10. Dezember 2009
Auch wer nach einer Trunkenheitsfahrt von der Polizei gestoppt wird und sodann mittels eines Blutalkoholgutachtens überführt werden soll kann hoffen:
Zumeist wird die Blutentnahme von den Polizeibeamten vor Ort selbst angeordnet, ohne dass diese die hierfür eigentlich grundsätzlich erforderliche Zustimmung eines Richters einholen.
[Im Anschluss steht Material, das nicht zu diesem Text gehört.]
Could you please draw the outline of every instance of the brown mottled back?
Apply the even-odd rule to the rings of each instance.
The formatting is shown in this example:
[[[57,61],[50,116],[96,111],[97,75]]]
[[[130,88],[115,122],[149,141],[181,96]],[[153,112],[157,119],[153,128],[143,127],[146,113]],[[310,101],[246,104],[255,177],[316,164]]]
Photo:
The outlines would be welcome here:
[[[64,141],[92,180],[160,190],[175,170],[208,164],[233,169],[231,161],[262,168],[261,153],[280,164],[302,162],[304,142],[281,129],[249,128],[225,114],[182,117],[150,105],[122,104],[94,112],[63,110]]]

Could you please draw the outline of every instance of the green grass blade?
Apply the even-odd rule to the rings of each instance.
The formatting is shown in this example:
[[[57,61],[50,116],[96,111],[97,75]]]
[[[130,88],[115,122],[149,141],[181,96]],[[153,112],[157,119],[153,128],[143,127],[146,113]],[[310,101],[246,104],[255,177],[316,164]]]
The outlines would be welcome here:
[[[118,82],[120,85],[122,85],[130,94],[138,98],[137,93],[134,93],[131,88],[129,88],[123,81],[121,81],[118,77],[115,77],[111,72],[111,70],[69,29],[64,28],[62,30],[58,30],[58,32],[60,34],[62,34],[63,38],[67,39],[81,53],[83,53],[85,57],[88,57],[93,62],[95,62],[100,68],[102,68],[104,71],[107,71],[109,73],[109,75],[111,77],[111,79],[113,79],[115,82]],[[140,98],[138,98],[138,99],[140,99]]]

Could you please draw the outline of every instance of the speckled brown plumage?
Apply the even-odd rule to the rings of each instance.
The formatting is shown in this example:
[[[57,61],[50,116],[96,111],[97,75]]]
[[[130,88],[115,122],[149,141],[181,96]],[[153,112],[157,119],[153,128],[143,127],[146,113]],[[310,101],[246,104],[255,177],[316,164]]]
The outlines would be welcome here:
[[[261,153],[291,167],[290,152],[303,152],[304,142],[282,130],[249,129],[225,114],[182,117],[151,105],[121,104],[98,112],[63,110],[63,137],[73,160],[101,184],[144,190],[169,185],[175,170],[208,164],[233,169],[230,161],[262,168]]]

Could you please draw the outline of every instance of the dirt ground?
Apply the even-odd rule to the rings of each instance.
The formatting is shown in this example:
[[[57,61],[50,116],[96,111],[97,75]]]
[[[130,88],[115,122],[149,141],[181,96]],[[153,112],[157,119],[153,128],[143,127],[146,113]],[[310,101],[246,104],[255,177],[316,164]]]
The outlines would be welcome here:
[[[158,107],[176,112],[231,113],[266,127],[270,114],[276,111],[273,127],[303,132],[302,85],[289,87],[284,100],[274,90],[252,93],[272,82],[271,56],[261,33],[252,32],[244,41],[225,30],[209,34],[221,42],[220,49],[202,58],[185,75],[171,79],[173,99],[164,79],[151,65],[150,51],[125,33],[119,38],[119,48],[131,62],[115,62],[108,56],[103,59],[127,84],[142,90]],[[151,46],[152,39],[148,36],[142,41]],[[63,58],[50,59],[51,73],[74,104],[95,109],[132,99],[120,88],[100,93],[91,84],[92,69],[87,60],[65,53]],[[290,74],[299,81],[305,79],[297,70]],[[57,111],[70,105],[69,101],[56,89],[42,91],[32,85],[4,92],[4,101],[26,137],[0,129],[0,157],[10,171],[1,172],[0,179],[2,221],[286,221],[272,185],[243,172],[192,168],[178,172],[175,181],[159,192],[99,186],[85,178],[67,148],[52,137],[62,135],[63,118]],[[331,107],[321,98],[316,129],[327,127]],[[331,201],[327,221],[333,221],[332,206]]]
Dieser Verstoß gegen den sogenannten "Richtervorbehalt" führt nunmehr nach neuer obergerichtlicher Rechtsprechung dazu, dass das ohne Rechtsgrundlage erstellte Gutachten nicht gegen den Fahrer verwertet werden darf. So sieht es zum Beispiel das OLG Dresden in seinem Urteil vom 11.05.2009 (Aktenzeichen 1 Ss 90/09)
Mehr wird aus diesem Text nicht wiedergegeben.